La quiebra moral de Lampedusa

OPINIÓN

05 oct 2013 . Actualizado a las 07:00 h.

Lo que más nos indigna es la corrupción cercana, concreta y personalizada que, dada su proliferación y visibilidad, adquiere caracteres de plaga. Fabra, Roca y Conde Roa llenan hoy una sección de tribunales que, si fuese descrita a través de los procesos e imputaciones, y no de los juicios y sentencias, sería casi interminable, tocaría a todos los partidos y clases sociales, y daría claras explicaciones de la desafección galopante que sufre la política. Pero nuestra verdadera preocupación no debería estar en esa proliferación de hechos que nos causa repugnancia, sino en los contextos jurídicos, políticos y morales que convierten la corrupción en un asunto general y endémico.

Por eso he escogido hoy a Italia, con el acuerdo del Senado contra Berlusconi y con la dolorosa tragedia de Lampedusa -cientos de hambrientos que buscaban dignidad y perecieron ahogados-, para plantear la cuestión a mayor altura de la que solemos volar por aquí.

Berlusconi no es un bípedo implume y de origen extraterrestre, sino un italiano sinvergüenza y cantarín que utilizó su inmensa riqueza para manosear la democracia, soslayar las normas éticas más elementales y usar la crisis italiana en su propio beneficio. Y para que tal elemento llegase a presidir varias veces el Gobierno de Italia, a formar parte del núcleo ejecutivo de la UE y a imponer su machismo y sus bravuconadas en todo el sistema mediático, tuvo que contar con la abierta colaboración del pueblo italiano, que, una vez convencido de su inmenso error, optó por encomendarle este tramo de la historia de Italia al payaso Grillo y vivir al borde del abismo. Y la pregunta es esta: ¿dónde nacen el materialismo, la banalidad política y la inmoralidad? ¿Qué sentido tiene dividir a Italia en dos partes, para poner al pueblo en la casilla de la indignación y al poder en la casilla de las plagas llovidas del cielo?

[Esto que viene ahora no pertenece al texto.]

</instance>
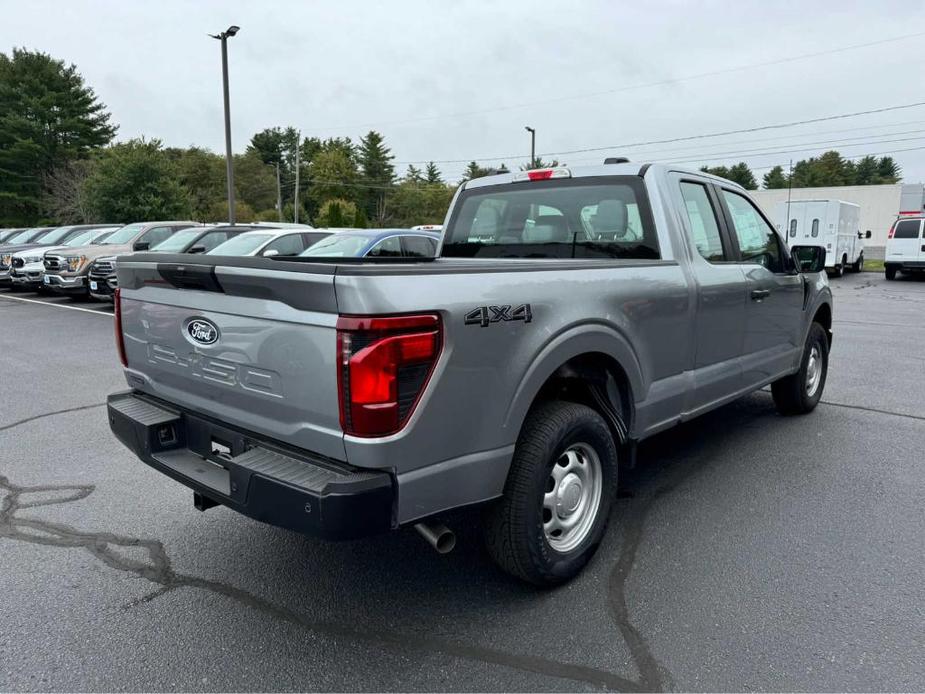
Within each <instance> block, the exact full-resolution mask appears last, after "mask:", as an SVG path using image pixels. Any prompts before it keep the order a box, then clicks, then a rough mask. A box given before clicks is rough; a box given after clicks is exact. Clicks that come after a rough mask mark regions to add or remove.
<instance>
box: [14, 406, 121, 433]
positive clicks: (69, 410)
mask: <svg viewBox="0 0 925 694" xmlns="http://www.w3.org/2000/svg"><path fill="white" fill-rule="evenodd" d="M104 405H106V403H105V402H99V403H96V404H93V405H78V406H77V407H68V408H67V409H65V410H55V411H54V412H44V413H43V414H37V415H35V416H34V417H26V418H25V419H20V420H19V421H16V422H13V423H12V424H4V425H3V426H0V431H6V430H7V429H12V428H14V427H18V426H20V425H22V424H28V423H29V422H34V421H35V420H36V419H43V418H45V417H54V416H55V415H58V414H67V413H68V412H80V411H81V410H92V409H93V408H94V407H103V406H104Z"/></svg>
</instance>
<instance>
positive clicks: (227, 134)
mask: <svg viewBox="0 0 925 694" xmlns="http://www.w3.org/2000/svg"><path fill="white" fill-rule="evenodd" d="M240 30H241V27H237V26H233V25H232V26H230V27H228V28H227V29H226V30H225V31H223V32H222V33H220V34H209V36H211V37H212V38H213V39H218V40H219V41H221V42H222V92H223V94H224V97H225V169H226V173H227V178H228V223H229V224H231V225H232V226H233V225H234V221H235V215H234V162H233V158H232V154H231V105H230V100H229V98H228V39H229V38H231V37H232V36H234V35H235V34H237V33H238V32H239V31H240Z"/></svg>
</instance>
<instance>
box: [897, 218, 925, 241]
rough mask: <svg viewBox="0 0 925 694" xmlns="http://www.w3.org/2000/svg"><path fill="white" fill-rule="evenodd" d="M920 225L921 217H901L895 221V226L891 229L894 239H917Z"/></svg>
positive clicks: (921, 220)
mask: <svg viewBox="0 0 925 694" xmlns="http://www.w3.org/2000/svg"><path fill="white" fill-rule="evenodd" d="M921 225H922V220H921V219H903V220H902V221H899V222H896V228H895V229H894V230H893V238H894V239H917V238H918V237H919V227H921Z"/></svg>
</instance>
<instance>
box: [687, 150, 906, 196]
mask: <svg viewBox="0 0 925 694" xmlns="http://www.w3.org/2000/svg"><path fill="white" fill-rule="evenodd" d="M700 170H701V171H706V172H707V173H711V174H713V175H715V176H722V177H723V178H728V179H729V180H730V181H735V182H736V183H738V184H739V185H741V186H742V187H743V188H747V189H748V190H756V189H757V188H758V182H757V181H756V180H755V175H754V174H753V173H752V171H751V169H749V168H748V164H746V163H745V162H744V161H742V162H739V163H738V164H734V165H732V166H729V167H726V166H713V167H709V166H704V167H701V169H700ZM791 176H792V178H793V180H792V181H791ZM901 179H902V169H901V168H900V166H899V164H897V163H896V161H895V160H894V159H893V157H880V158H877V157H874V156H866V157H861V158H860V159H858V160H857V161H853V160H851V159H846V158H845V157H843V156H842V155H841V154H839V153H838V152H836V151H835V150H831V151H828V152H826V153H825V154H821V155H819V156H818V157H810V158H809V159H801V160H800V161H798V162H797V163H796V164H794V165H793V173H792V174H791V173H790V172H789V171H784V167H782V166H775V167H773V168H772V169H771V170H770V171H768V172H767V173H766V174H765V175H764V176H763V177H762V179H761V182H762V184H763V187H764V188H765V189H771V188H789V187H790V186H791V185H792V186H793V187H794V188H822V187H828V186H871V185H879V184H883V183H898V182H899V181H900V180H901Z"/></svg>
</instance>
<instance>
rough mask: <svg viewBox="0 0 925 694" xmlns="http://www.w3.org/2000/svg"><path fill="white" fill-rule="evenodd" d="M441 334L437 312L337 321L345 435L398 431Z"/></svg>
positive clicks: (355, 316) (430, 359)
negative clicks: (416, 314) (348, 434)
mask: <svg viewBox="0 0 925 694" xmlns="http://www.w3.org/2000/svg"><path fill="white" fill-rule="evenodd" d="M442 332H443V331H442V327H441V323H440V317H439V316H438V315H436V314H424V315H414V316H340V317H339V318H338V319H337V392H338V398H339V401H340V423H341V426H342V427H343V429H344V431H345V432H346V433H348V434H353V435H354V436H387V435H389V434H394V433H395V432H397V431H400V430H401V428H402V427H403V426H404V425H405V423H406V422H407V421H408V418H409V417H410V416H411V413H412V412H414V408H415V406H416V405H417V403H418V400H420V398H421V394H422V393H423V392H424V388H425V387H426V386H427V382H428V380H430V375H431V373H433V370H434V366H435V365H436V364H437V358H438V357H439V356H440V349H441V347H442V343H443V340H442V337H443V336H442Z"/></svg>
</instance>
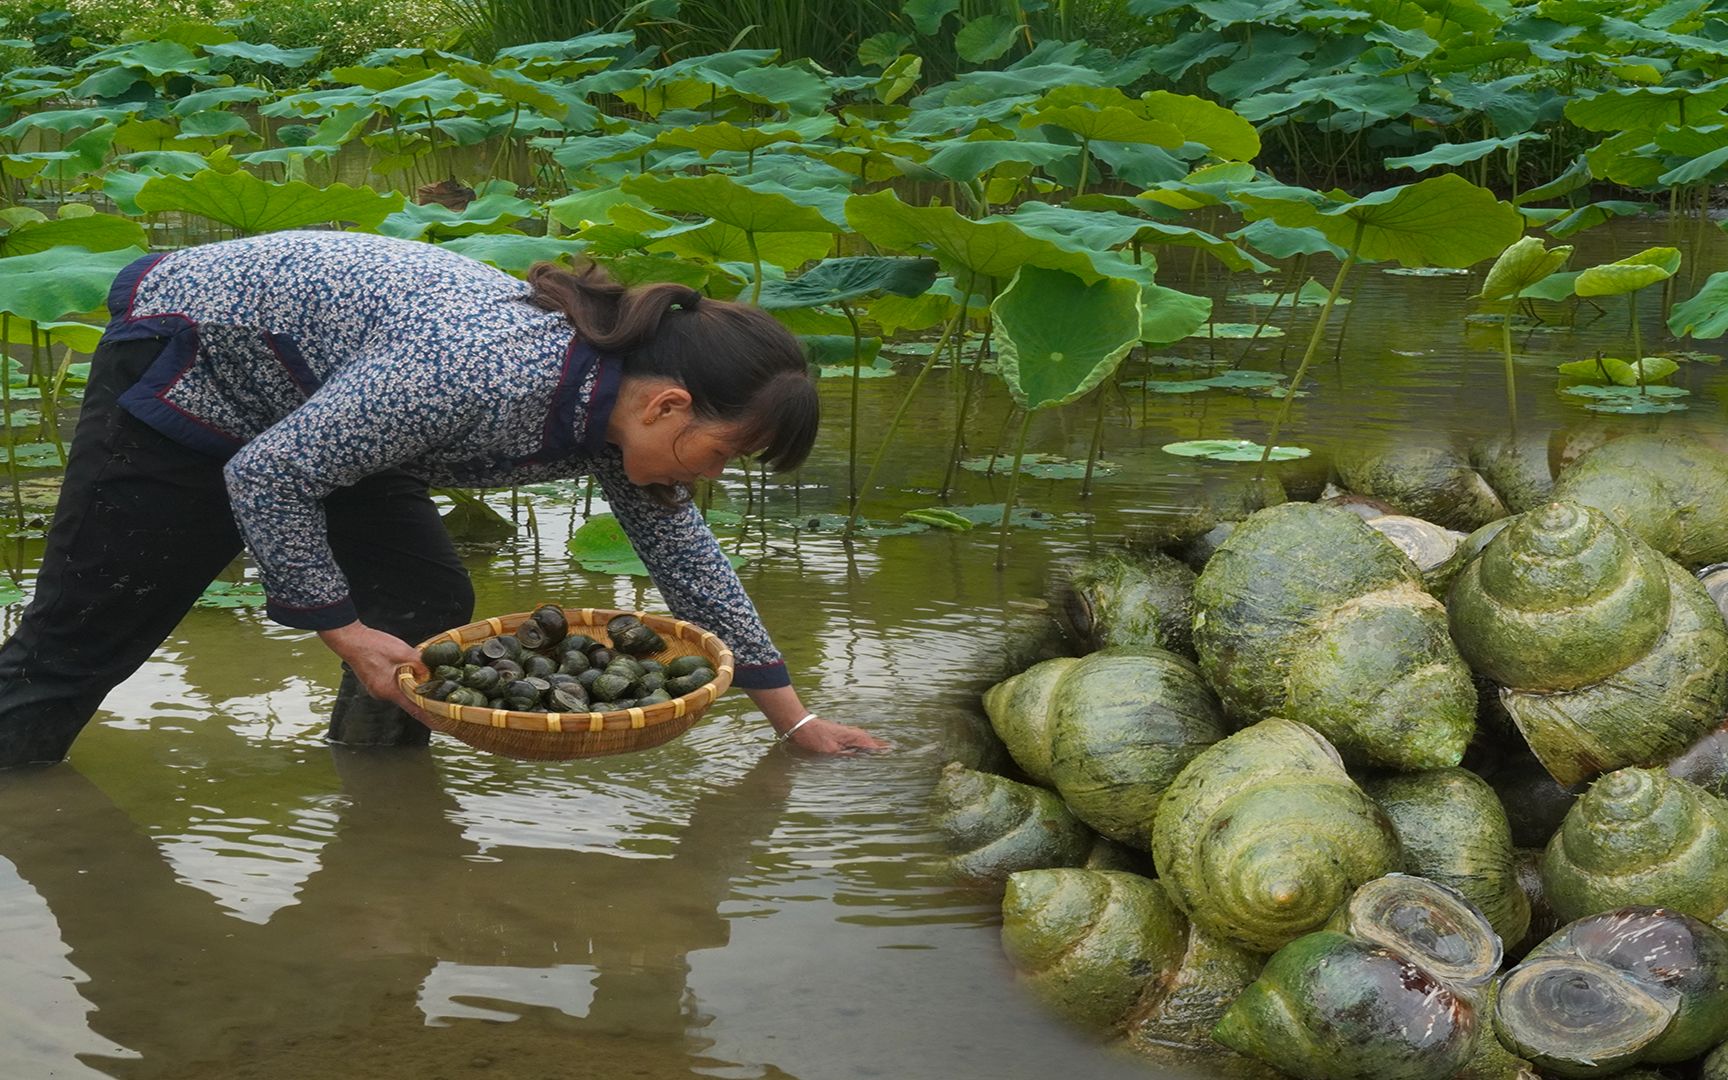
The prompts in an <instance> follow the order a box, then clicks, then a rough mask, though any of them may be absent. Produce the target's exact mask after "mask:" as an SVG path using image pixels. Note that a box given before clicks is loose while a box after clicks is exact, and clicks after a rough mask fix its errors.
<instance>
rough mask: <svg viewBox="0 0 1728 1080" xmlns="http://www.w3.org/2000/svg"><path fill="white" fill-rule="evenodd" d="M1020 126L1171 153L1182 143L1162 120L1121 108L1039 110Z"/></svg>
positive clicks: (1116, 105) (1076, 108)
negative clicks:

Lo de Lampedusa también es viejo, porque aún están cercanos los tiempos en los que los ministros del propio Berlusconi criminalizaban abiertamente a los hambrientos, consideraban que los naufragios eran parte de la solución y no del problema, y trataban de reducir el papel del Estado y de la UE a las tareas de salvamento, como si la inmigración no formase parte de la economía europea y como si ese limbo de ilegalidad en el que se encapsula la inmigración africana la hiciese más rentable y controlable. ¿Y qué hace la UE para evitar este bochorno? ¿Cómo vemos y tratamos los ciudadanos este problema y en qué dirección presionamos a nuestros Gobiernos para buscar soluciones?

Por eso conviene advertir que cuando la lucha contra la corrupción es casuística, es completamente inútil. Y esta manía a la que estamos entregados, que persigue las ratas a escobazos en vez limpiar la casa común, es un problema añadido a los muchos que ya tenemos.